Oil benchmarks were trading down on Friday, skittish after Saudi Arabia and Russia committed to ramping up production to as much as 1 million barrels per day before the production cut deal ends at the end of this year, should it become a necessary step to meet demand with Venezuela’s falling production and Iran’s possible production or export shortfalls in the wake of US sanctions against it. Oil prices took another blow with Rosneft unexpectedly increasing production by 70,000 bpd, to prepare for OPEC and NOPEC possibly relaxing the production quotas.
The markets dissatisfaction with that maneuver was apparent in afternoon trading. At 12:21pm EST, WTI had slipped $0.43 (-0.64%) to $66.61, with Brent falling $0.94 (-1.21%) to $76.62. Brent crude is trading at nearly the same level as this time last week, but the WTI benchmark is trading almost $2 lower than last week levels. The premium for Brent over WTI is now significant, and near three-year highs.

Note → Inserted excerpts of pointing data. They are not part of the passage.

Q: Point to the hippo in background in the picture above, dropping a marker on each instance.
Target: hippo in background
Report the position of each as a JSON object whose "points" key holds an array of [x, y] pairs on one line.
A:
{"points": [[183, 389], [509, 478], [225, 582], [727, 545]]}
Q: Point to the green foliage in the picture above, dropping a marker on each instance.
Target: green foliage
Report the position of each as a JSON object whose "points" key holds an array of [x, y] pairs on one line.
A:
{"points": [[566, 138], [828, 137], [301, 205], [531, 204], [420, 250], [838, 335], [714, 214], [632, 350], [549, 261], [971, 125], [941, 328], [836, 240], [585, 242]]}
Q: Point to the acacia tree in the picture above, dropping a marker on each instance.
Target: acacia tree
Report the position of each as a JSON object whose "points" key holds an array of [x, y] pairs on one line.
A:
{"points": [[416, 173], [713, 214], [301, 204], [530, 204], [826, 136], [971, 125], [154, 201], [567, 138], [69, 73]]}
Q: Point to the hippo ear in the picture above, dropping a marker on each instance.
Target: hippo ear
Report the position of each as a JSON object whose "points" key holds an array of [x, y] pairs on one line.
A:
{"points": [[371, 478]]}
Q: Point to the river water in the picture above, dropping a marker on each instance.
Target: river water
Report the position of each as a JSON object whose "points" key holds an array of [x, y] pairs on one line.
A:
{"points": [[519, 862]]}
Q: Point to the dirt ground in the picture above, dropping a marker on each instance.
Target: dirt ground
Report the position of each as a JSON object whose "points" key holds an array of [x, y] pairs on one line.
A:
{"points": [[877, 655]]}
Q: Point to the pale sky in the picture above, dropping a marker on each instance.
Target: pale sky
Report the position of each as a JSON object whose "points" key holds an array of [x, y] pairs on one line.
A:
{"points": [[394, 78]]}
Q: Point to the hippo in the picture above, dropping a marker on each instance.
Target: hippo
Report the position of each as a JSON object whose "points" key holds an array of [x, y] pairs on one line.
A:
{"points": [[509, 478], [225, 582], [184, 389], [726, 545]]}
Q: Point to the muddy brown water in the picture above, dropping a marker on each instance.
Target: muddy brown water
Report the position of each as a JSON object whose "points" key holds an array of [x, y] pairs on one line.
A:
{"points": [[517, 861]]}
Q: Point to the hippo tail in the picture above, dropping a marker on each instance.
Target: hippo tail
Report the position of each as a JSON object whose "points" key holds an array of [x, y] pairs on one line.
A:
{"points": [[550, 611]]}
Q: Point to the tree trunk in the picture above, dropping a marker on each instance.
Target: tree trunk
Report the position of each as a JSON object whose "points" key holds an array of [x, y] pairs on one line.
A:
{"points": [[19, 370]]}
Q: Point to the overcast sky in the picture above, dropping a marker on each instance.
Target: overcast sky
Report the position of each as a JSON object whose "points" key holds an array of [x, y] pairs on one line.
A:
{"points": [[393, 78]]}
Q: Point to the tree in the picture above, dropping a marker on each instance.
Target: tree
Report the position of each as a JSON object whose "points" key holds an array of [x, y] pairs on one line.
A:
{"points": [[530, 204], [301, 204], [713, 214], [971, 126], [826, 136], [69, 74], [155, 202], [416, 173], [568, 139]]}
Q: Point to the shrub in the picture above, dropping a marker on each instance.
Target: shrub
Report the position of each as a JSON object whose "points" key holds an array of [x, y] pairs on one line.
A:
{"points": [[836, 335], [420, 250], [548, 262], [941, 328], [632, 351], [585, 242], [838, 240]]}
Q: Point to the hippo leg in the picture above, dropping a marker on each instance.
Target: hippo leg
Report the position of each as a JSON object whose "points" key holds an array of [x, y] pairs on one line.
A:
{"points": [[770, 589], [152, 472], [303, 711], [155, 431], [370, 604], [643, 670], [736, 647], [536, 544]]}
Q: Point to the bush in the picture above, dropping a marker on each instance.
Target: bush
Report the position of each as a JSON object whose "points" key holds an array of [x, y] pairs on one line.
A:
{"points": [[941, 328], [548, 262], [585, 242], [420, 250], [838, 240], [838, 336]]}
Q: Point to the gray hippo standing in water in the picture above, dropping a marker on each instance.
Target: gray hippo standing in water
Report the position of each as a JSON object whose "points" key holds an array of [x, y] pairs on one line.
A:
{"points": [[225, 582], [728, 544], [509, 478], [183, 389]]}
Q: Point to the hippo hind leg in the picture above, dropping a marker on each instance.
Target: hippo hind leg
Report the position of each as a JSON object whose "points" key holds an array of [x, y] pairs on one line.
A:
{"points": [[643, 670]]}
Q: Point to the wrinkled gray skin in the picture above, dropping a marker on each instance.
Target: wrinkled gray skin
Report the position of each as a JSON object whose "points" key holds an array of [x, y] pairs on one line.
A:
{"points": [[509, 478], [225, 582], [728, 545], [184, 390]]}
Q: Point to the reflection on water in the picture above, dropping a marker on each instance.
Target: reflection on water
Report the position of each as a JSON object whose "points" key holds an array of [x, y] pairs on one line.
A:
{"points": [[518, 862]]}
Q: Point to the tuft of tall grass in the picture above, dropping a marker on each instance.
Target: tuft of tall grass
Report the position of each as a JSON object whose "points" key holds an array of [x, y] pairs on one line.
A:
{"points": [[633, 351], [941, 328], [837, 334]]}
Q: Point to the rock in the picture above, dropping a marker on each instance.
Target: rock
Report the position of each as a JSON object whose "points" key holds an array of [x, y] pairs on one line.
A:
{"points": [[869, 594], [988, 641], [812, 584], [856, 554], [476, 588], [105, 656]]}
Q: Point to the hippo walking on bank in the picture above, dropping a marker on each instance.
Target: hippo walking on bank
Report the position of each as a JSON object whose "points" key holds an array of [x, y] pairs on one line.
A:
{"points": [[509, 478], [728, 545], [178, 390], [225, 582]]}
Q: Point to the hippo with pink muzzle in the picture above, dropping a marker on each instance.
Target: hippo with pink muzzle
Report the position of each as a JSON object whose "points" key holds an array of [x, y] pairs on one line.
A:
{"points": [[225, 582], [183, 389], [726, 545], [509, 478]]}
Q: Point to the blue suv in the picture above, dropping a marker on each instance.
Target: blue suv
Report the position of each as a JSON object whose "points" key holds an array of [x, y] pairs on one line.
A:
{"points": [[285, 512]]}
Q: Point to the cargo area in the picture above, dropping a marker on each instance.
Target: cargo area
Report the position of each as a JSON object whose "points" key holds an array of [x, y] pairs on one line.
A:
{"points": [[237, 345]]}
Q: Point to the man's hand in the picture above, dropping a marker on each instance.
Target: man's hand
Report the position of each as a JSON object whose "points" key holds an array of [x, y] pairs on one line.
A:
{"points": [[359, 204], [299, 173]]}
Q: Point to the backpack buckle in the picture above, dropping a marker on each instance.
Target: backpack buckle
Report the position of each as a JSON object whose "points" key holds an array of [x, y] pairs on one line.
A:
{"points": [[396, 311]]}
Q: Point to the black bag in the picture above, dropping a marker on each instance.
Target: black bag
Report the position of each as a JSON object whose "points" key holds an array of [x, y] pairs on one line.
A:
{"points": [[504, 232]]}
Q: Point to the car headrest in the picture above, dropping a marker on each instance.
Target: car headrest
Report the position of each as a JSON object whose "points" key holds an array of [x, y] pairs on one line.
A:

US oil production is also pressing down on oil prices, and for the week ending May 25, reaching 10.769 million bpd—the fourteenth build in as many weeks. US production continues to climb at a time when OPEC is beholden to a supply cut deal that looks to remove 1.8 million bpd from the once-saturated market. At the time the deal was announced, the United States was producing 8.6 million bpd. Today, the US is producing more than 2.0 million bpd over that figure, while OPEC/NOPEC continues to curb supply on its end.
At 25 minutes after the hour, WTI was trading down 0.81% at $66.50, with Brent trading down 0.52% at $77.16.